RESTAURANTE CON BARCAZA
La barcaza más desamarrada del puerto se
va con el oleaje. Lleva paisajes de niños muertos y de niños
columpiándose al borde de la risa. He visto, como a borbotones, salir
del agua un niño. Porque la barcaza llegó hasta el restaurante hablando
en inglés y en mandarín, y todo hacía ruido; quizá porque era aún de
día, estos días primaverales cercanos al verano en la ciudad de Málaga.
Ciudad con aviones y grafitis,
y el hombre del saco llevándose a
los niños hasta una cueva infernal. Estaba cenando en ese restaurante
amarillo, con fuego de dragones en la cocina, y dientes de niño hasta
en la sopa. Aquella barcaza tibia y húmeda no sabía hablar español, y
cantaba canciones lejanas acerca de no sé, pero eran canciones
lejanas. Se notaba en el tono agridulce de la voz y por los
instrumentos, antiguos sin duda. Y me abracé al cuerpo de Elizabeth, con
mi camisa hecha girones por las olas de poniente, porque hacía
poniente y era bastante molesto.
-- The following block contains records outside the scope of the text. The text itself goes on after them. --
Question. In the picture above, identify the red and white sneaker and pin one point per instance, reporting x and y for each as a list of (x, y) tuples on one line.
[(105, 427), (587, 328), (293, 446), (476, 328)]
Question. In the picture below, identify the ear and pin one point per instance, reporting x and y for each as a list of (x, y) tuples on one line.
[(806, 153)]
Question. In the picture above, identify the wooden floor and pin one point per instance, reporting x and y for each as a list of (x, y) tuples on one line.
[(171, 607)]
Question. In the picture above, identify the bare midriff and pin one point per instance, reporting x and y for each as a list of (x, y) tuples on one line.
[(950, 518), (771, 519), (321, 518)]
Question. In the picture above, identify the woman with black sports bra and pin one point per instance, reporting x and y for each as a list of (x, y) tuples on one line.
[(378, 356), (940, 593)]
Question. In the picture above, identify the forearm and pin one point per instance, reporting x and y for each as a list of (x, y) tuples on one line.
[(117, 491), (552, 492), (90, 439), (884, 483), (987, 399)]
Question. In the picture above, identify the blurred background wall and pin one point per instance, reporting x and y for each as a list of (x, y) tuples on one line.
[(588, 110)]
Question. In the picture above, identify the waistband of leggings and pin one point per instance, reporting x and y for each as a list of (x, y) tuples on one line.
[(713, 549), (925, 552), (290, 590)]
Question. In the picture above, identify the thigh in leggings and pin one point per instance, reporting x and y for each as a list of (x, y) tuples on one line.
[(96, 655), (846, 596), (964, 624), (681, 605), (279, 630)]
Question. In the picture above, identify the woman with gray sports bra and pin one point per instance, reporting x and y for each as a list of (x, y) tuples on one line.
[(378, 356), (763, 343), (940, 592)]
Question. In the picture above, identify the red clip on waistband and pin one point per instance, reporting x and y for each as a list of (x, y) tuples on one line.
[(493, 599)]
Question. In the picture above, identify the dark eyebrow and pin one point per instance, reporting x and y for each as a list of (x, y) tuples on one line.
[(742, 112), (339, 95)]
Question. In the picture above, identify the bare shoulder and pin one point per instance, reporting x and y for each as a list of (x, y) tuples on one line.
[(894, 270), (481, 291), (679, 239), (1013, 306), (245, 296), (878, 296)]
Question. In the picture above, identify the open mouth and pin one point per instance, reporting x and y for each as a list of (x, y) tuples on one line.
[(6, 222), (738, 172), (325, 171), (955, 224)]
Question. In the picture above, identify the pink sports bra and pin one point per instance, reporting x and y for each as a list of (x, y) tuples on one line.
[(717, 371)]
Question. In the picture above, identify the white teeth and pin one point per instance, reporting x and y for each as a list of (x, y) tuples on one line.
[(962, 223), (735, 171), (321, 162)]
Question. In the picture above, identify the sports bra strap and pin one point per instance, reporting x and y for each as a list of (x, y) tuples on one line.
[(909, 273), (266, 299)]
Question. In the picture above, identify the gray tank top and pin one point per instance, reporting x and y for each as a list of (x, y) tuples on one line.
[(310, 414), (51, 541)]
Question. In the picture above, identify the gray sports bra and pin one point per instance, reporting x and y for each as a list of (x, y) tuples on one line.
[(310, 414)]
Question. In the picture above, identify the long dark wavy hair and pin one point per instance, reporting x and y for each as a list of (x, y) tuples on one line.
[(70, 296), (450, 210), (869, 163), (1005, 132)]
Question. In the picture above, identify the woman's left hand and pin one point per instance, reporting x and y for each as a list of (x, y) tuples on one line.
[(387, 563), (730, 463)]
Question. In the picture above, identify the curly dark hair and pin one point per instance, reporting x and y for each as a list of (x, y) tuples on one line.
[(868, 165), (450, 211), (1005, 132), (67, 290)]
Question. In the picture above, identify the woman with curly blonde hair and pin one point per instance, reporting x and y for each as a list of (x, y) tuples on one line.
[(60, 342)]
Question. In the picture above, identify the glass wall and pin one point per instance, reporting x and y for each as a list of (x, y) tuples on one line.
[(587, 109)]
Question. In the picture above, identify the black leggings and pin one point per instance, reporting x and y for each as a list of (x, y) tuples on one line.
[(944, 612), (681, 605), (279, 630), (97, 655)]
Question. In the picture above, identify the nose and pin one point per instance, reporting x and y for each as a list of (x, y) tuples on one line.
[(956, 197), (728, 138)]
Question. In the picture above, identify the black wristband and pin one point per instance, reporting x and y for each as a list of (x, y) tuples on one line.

Recuerdo, siendo un chavea, me decía mi
padre -quién lo ha visto y quién lo ve-, que los camiones de pescado
que iban a Madrid no regresaban. Mi abuelo conducía un fulitre a pedales
y llevaba pescado hasta Madrid. La noche más imaginaria que haya
vivido fue creyendo estar sentado en el regazo de mi abuelo materno. El
me daba pescaito, a pellizquitos, con las manos. Yo era un niño como
el de la barcaza. Rotundamente un niño ido con el viento de poniente,
con la ventolera que decía mi tía Charo. Ahora, en la carretera de
Almería escribo esto. Lo del restaurante ya pasó, lo de la barcaza, lo
de mi abuelo, y toda la 'marimorena'.